Mr. Singh was especially critical of the Gujarat government’s ban on his book Jinnah: India-Partition- Independence, which reappraises the roles played by Jinnah, Jawaharlal Nehru and Sardar Patel in Partition. “You stop people from thinking, you ban books … politics will become hollow ... you will be trapped in a dark alley.”

He said: “I don’t know which part of the belief in Patel I have demolished. It was Patel who banned the RSS. What is this core belief about? There are only eight references to Patel in my book. The book was launched on Monday evening and I was expelled on Wednesday morning. BJP leaders must have done some very rapid reading.”

Mr. Singh said he had twice put off the book’s launch on the request of the party. Party leaders and those in the RSS knew he was writing the book.

In the morning, Mr. Jaitley said: “No political party can allow any member, let alone a frontline leader, to write or express views against the core ideology of the party. If any member wants to say something or express his views against the party’s ideology, he should stand outside the party” and then have his say. It was not a question of writing “a book” but writing a book that went against the basic beliefs of the party.

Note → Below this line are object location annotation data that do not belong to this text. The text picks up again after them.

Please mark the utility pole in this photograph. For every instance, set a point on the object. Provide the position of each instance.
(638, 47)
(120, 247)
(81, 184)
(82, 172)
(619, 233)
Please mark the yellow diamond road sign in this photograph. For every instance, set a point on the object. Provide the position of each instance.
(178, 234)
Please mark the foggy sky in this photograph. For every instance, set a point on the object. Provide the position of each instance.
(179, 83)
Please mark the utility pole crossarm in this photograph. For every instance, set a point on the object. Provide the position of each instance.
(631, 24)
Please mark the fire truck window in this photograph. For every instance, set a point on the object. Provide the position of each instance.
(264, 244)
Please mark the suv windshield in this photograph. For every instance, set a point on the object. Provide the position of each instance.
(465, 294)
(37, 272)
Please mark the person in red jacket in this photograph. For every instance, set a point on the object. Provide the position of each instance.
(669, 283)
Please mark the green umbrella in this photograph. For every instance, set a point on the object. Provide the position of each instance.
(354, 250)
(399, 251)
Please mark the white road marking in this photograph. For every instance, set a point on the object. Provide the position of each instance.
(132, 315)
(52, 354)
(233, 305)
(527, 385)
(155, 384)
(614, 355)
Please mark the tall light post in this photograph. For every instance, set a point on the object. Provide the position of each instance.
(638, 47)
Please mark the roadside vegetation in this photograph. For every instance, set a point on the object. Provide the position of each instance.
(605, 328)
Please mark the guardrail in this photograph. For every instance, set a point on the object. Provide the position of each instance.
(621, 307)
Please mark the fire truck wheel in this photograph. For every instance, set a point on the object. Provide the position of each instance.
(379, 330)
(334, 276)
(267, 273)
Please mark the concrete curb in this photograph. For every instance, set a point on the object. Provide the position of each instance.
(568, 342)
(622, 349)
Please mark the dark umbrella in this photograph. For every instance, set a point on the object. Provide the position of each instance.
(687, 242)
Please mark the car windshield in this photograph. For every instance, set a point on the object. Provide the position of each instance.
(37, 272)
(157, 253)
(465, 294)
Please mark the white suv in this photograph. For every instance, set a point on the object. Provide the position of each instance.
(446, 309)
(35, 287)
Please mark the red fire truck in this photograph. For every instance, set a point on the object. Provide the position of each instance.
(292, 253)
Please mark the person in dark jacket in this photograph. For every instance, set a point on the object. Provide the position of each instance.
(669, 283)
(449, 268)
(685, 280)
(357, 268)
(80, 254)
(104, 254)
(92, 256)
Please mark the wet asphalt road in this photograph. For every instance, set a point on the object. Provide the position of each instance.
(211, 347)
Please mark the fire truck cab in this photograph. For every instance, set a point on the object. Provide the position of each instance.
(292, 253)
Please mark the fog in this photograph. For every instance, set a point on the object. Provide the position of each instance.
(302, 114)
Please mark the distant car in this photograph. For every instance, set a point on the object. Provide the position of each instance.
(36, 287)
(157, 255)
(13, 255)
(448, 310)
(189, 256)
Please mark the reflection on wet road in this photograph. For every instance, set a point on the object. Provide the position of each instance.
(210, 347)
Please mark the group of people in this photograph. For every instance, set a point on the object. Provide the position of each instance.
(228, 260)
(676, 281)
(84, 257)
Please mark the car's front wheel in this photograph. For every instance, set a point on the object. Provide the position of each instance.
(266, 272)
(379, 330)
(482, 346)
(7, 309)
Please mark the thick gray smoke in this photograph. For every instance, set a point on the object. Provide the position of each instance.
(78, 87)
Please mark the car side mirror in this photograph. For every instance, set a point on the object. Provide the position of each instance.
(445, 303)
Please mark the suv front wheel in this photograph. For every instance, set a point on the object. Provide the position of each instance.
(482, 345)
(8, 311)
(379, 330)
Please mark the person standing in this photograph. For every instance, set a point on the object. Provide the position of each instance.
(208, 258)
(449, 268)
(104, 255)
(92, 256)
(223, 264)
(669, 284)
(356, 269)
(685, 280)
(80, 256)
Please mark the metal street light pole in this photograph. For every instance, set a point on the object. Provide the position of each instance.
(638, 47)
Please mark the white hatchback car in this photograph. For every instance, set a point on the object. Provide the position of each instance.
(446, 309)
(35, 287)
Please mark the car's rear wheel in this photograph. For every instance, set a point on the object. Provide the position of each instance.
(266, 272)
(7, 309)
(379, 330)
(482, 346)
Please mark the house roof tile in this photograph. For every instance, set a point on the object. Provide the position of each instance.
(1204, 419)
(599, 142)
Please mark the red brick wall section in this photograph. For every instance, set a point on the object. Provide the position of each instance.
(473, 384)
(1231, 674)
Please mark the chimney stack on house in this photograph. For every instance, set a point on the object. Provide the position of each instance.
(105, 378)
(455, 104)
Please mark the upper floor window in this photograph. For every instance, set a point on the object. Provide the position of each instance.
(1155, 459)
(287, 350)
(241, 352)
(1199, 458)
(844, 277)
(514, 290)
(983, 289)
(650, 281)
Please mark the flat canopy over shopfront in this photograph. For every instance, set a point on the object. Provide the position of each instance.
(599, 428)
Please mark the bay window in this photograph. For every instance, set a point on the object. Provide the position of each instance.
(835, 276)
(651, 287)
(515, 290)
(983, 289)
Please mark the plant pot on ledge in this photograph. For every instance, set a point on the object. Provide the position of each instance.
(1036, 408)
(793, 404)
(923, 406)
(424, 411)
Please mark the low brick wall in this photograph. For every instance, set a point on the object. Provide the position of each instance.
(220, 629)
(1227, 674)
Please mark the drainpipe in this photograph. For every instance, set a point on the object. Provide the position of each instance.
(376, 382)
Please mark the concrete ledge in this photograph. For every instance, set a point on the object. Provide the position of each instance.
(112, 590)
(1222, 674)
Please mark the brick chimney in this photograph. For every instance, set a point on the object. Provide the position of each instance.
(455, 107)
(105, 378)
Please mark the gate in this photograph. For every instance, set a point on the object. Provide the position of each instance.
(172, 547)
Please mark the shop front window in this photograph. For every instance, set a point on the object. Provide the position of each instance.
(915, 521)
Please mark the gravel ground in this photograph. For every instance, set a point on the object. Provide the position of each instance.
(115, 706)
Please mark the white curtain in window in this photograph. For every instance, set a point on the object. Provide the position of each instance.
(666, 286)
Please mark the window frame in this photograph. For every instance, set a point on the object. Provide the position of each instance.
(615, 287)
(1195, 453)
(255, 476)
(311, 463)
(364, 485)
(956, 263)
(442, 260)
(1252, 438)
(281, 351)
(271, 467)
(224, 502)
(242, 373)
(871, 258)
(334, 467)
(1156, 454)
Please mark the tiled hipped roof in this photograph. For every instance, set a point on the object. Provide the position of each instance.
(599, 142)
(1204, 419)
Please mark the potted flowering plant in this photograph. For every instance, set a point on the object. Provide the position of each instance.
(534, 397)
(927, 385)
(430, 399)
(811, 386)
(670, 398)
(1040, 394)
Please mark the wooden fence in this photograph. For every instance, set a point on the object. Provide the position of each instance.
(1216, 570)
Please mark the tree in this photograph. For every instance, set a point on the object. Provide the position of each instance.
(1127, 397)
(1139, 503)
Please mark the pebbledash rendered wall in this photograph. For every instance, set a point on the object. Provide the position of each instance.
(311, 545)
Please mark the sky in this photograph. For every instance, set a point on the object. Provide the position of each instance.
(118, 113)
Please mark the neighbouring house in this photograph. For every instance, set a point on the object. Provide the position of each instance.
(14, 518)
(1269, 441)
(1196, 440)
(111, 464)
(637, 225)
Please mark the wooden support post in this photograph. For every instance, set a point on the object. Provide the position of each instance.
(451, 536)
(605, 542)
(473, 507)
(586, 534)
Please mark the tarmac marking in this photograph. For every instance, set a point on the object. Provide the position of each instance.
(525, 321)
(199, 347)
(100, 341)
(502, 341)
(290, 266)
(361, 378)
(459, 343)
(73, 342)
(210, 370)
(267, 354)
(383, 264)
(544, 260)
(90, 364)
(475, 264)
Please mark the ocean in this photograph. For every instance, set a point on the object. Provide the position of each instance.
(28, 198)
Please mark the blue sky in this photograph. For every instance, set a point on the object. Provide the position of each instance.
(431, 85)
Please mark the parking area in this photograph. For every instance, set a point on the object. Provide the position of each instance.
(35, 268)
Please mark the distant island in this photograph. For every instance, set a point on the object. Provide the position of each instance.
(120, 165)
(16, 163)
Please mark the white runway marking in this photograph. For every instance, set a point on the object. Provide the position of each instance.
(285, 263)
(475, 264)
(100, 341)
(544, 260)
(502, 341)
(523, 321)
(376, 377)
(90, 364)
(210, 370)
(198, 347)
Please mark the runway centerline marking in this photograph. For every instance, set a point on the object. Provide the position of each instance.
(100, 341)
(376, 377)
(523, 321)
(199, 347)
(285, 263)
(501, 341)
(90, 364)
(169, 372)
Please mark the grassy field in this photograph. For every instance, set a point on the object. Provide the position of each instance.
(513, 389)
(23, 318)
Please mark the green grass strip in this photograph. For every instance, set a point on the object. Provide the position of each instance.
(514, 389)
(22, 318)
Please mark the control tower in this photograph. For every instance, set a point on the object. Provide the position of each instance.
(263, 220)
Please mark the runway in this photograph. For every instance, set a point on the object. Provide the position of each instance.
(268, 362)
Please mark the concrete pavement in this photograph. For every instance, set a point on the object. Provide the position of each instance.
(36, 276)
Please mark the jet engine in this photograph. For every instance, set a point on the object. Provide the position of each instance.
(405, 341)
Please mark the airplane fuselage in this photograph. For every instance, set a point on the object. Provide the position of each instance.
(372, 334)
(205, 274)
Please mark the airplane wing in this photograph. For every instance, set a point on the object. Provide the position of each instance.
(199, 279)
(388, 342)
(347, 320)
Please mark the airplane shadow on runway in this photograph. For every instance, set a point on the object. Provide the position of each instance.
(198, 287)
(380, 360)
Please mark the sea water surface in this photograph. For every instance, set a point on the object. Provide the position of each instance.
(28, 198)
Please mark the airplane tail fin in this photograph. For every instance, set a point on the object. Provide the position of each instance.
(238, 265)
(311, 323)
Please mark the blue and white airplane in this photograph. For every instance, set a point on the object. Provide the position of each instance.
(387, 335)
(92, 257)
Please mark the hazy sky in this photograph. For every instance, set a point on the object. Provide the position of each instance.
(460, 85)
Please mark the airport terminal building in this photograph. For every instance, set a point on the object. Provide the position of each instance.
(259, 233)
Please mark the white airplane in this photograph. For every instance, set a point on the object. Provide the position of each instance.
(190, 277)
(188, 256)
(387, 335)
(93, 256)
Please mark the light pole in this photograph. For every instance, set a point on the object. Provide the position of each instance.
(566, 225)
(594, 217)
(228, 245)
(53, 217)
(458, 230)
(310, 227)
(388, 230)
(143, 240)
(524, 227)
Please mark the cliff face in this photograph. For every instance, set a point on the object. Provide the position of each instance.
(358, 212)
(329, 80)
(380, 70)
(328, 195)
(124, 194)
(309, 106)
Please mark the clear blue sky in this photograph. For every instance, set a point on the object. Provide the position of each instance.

Mr. Jaitley referred to the June 10, 2005 party resolution rejecting the two-nation theory championed by Jinnah and said it led to a communal agitation in which thousands of innocent people lost their lives. Mr. Jaitley said Mr. Singh was bound by that resolution and could not and should not have gone against it.

However, in the evening, Mr. Singh dismissed what he described as a “lawyer’s contention.” “I don’t have to explain my conduct… I never subscribed to that resolution, which was not a resolution but a statement.” At that time, he took a stand against the treatment meted out to Mr. Advani (who was forced to quit as party president). “I stood up for Advaniji’s right to say what he did.”

Was he saddened that Mr. Advani and his supporters in the party’s Parliamentary Board had not stood by him? Mr. Jaswant’s answer was: “No. My grandfather had told me never remember a favour you have done and never forget a favour done to you.”